Czwarte miejsce w klasyfikacji drużynowej w biegu short trail było najlepszą lokatą wywalczoną przez biało-czerwonych podczas mistrzostw świata w biegach górskich i trailowych, które odbyły się w Innsbrucku.
Drużyna w składzie Andrzej Witek, Rafał Matuszczak, Krzysztof Bordurka i Michał Rajca długo biegła na pozycjach dających brązowy medal.

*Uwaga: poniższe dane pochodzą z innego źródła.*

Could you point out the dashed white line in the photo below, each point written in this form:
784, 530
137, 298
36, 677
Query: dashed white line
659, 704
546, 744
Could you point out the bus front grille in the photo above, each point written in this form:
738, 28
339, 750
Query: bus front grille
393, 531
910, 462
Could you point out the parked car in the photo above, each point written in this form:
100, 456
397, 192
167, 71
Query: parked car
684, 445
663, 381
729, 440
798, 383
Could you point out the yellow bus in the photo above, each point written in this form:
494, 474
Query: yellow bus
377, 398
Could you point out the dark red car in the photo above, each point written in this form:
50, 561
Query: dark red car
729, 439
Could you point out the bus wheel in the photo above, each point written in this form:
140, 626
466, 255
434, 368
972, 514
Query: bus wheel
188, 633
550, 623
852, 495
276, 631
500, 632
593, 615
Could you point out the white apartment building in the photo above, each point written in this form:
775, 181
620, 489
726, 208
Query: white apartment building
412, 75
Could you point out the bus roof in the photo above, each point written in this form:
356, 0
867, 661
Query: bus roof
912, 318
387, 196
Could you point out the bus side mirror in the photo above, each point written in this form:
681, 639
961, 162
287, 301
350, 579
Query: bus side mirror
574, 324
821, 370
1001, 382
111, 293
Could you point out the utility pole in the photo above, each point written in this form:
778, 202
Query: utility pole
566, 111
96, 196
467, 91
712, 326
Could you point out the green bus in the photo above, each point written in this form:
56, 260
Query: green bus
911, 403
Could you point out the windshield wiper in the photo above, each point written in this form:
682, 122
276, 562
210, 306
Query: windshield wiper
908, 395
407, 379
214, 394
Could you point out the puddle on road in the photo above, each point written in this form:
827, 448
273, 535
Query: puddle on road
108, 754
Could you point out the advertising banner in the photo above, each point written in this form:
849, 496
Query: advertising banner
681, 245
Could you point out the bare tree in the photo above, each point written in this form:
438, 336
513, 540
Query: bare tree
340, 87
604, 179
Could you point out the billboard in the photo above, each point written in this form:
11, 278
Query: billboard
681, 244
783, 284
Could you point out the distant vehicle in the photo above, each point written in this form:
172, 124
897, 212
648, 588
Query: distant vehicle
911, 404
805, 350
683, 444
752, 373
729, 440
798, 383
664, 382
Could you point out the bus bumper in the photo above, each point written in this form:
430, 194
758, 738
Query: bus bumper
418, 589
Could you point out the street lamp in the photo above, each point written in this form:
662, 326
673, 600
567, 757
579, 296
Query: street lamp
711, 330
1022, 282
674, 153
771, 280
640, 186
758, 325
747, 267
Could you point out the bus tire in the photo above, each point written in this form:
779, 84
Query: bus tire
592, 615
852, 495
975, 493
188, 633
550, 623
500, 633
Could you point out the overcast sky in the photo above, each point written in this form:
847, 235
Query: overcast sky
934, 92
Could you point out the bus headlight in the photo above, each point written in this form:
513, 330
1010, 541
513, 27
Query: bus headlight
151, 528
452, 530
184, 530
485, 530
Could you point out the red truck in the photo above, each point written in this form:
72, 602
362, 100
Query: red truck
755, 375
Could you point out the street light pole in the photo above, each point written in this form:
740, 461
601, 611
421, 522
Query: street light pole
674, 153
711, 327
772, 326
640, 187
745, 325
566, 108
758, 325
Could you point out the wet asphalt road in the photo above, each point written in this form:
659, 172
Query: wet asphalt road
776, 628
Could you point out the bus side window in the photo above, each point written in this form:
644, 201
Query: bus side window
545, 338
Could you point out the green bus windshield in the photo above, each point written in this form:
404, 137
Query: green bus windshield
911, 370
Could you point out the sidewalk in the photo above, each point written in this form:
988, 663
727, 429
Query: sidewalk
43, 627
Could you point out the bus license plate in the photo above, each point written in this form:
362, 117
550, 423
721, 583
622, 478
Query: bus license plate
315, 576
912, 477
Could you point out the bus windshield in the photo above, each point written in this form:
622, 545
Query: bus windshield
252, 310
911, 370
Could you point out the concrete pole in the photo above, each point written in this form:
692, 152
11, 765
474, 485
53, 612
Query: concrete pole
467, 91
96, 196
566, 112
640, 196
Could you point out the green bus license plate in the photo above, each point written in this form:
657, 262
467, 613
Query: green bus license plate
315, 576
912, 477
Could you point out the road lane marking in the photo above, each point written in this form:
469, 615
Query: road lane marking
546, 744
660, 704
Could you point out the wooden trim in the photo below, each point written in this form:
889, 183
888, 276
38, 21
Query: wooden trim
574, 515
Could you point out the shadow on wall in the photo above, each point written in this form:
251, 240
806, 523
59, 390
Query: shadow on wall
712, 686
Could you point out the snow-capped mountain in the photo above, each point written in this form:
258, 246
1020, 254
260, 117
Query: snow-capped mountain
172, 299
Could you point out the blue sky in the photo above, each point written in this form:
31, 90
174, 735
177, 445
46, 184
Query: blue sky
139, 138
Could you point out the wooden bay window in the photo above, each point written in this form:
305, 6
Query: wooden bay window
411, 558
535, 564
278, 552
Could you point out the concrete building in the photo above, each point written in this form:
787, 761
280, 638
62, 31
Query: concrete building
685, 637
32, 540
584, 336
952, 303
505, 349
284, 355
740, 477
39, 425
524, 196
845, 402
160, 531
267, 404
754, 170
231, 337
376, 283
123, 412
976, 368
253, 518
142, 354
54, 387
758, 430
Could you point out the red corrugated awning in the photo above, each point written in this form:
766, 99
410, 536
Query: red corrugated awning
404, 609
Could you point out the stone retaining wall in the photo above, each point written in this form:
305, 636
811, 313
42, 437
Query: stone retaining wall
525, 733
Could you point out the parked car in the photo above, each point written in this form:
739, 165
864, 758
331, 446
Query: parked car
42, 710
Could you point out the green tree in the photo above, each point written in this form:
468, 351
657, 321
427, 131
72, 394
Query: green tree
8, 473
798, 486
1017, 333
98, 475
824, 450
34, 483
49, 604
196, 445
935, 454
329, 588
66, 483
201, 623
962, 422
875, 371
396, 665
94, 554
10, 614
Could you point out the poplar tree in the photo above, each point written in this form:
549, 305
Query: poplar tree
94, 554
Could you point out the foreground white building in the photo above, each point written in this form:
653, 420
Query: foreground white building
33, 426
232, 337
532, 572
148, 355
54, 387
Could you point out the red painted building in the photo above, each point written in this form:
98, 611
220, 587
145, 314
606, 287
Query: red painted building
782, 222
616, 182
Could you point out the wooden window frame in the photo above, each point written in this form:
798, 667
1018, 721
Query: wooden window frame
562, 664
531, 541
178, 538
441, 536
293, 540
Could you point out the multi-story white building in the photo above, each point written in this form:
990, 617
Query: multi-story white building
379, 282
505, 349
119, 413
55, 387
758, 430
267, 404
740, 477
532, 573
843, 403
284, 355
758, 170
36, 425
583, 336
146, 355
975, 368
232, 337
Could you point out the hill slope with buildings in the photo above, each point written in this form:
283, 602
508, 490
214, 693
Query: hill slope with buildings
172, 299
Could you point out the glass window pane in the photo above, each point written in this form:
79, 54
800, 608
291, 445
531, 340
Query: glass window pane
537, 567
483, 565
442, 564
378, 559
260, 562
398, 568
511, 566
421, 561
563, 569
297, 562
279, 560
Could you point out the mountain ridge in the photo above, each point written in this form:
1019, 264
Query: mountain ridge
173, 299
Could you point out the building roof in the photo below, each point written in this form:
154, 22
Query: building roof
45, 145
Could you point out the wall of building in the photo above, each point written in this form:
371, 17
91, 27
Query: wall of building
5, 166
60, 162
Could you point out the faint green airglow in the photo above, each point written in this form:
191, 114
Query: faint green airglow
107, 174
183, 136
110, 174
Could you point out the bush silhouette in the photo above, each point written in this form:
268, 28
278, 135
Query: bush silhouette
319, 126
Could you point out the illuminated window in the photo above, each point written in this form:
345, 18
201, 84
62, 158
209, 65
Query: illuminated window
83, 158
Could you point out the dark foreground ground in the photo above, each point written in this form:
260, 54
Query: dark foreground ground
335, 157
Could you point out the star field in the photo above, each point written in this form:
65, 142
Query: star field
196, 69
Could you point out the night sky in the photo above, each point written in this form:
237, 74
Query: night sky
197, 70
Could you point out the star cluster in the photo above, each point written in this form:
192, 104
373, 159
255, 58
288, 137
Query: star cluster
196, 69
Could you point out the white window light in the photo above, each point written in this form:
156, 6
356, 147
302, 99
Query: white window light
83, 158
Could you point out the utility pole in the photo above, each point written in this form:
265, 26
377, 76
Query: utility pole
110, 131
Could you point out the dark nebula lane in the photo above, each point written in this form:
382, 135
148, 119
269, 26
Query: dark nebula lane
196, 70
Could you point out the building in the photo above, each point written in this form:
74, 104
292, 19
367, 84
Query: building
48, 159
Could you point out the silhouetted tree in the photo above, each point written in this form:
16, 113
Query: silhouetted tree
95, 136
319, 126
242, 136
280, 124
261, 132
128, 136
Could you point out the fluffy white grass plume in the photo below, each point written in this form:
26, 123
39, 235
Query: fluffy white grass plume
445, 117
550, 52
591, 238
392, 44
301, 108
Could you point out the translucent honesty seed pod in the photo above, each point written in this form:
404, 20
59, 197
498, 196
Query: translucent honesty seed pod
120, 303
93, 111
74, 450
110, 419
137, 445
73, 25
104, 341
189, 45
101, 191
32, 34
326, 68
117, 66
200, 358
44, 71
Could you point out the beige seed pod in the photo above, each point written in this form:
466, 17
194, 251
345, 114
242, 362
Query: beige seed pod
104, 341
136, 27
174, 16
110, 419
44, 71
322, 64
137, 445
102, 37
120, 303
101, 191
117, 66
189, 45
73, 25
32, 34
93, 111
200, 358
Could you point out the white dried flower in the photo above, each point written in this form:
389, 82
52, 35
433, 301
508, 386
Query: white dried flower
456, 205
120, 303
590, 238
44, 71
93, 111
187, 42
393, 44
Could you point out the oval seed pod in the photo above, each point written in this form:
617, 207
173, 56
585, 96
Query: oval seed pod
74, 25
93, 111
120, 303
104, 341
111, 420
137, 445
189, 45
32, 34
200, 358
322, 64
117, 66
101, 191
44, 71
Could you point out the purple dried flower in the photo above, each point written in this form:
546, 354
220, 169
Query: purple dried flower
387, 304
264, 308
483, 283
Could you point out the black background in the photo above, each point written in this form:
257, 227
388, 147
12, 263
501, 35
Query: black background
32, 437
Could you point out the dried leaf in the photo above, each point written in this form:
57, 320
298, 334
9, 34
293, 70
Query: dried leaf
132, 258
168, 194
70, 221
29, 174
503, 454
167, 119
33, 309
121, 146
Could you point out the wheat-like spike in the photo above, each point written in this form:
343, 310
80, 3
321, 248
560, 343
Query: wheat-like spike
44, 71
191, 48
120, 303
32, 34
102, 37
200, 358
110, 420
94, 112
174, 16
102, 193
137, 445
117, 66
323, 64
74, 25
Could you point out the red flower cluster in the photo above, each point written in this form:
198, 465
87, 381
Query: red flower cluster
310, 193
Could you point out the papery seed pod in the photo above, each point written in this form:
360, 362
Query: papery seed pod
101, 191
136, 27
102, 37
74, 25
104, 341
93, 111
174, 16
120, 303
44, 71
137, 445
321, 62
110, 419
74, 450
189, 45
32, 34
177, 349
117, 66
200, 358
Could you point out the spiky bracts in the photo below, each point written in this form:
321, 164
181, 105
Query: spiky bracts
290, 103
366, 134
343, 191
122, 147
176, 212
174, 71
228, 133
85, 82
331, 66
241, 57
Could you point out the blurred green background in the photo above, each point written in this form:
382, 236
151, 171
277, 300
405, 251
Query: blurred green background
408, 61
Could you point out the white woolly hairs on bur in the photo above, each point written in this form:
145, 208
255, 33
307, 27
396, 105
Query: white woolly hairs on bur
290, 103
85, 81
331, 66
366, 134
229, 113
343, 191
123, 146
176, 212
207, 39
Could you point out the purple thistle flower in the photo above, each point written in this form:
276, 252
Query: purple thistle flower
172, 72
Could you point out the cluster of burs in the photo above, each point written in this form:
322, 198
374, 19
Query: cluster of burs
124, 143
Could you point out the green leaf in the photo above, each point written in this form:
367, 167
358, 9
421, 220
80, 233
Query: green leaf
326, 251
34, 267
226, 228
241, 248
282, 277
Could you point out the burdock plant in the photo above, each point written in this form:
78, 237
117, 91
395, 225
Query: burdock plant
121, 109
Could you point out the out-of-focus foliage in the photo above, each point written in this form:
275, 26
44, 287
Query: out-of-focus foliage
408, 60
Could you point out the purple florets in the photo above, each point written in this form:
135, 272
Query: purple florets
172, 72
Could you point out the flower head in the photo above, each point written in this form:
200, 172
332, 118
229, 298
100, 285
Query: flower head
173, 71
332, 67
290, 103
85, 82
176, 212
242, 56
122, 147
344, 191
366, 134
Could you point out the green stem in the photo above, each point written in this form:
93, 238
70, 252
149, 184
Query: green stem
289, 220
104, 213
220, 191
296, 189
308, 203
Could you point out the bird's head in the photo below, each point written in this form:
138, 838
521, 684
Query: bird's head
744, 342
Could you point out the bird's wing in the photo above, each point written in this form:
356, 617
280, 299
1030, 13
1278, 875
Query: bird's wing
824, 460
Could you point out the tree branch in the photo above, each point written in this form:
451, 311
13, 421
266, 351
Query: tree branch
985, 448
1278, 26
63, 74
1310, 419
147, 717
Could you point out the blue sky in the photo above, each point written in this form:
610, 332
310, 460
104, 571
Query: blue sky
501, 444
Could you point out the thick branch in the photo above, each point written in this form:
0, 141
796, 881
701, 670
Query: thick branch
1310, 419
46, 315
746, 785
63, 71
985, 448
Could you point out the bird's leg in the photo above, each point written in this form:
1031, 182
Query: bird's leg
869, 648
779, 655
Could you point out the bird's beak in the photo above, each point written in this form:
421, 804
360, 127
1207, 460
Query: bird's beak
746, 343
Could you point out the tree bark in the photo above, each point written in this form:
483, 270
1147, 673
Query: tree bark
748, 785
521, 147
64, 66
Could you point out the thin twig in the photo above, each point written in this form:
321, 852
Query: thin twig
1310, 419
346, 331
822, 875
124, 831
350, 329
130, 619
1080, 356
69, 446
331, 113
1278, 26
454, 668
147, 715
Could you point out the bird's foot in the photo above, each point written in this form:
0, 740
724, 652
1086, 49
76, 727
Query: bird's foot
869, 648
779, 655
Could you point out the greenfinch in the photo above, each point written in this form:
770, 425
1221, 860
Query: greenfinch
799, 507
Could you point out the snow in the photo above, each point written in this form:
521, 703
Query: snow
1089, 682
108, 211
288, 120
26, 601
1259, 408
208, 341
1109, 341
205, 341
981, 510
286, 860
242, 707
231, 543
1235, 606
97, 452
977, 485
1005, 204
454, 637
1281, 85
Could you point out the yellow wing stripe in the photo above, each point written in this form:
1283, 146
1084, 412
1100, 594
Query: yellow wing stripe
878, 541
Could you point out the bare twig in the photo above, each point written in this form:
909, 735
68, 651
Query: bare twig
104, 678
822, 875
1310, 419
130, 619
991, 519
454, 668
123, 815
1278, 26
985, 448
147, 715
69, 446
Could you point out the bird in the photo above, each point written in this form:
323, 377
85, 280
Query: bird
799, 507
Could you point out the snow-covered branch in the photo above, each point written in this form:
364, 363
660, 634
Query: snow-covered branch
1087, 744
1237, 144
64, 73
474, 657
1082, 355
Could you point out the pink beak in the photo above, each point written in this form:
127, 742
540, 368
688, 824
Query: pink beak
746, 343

– Była szansa na medal. Przed zbiegiem nasi zawodnicy byli na trzecim miejscu, ale lepiej na tym etapie rywalizacji zaprezentowali się Francuzi i to oni stanęli na najniższym stopniu podium. Trzeba jednak przyznać, że w pokonanym polu pozostawiliśmy m.in. Amerykanów i Norwegów, czyli silne nacje jeśli chodzi o biegi górskie – relacjonuje obecny w Innsbrucku Hubert Trochimowicz.
Indywidualnie najwięcej punktów zdobył Andrzej Witek (519) za zajęcie siódmego miejsca w biegu short trail. Do 30 kilometra Polak biegł na trzecim miejscu, ale ostatecznie skończył bieg bez medalu.
– Widać, że zawiązał się w biegach górskich dobry team. Narodziła się drużyna, która ma szansę powalczyć o dobre wyniki podczas przyszłorocznych mistrzostw Europy we Francji oraz kolejnej edycji mistrzostw świata. Słowa uznania za to należą się trenerowi kadry Andrzejowi Orłowskiemu, który był nie tylko szkoleniowcem, ale też dobrym duchem zespołu – dodaje Trochimowicz.
Trzecia edycja mistrzostw świata w biegach górskich odbędzie się we wrześniu 2025 roku w hiszpańskich Pirenejach.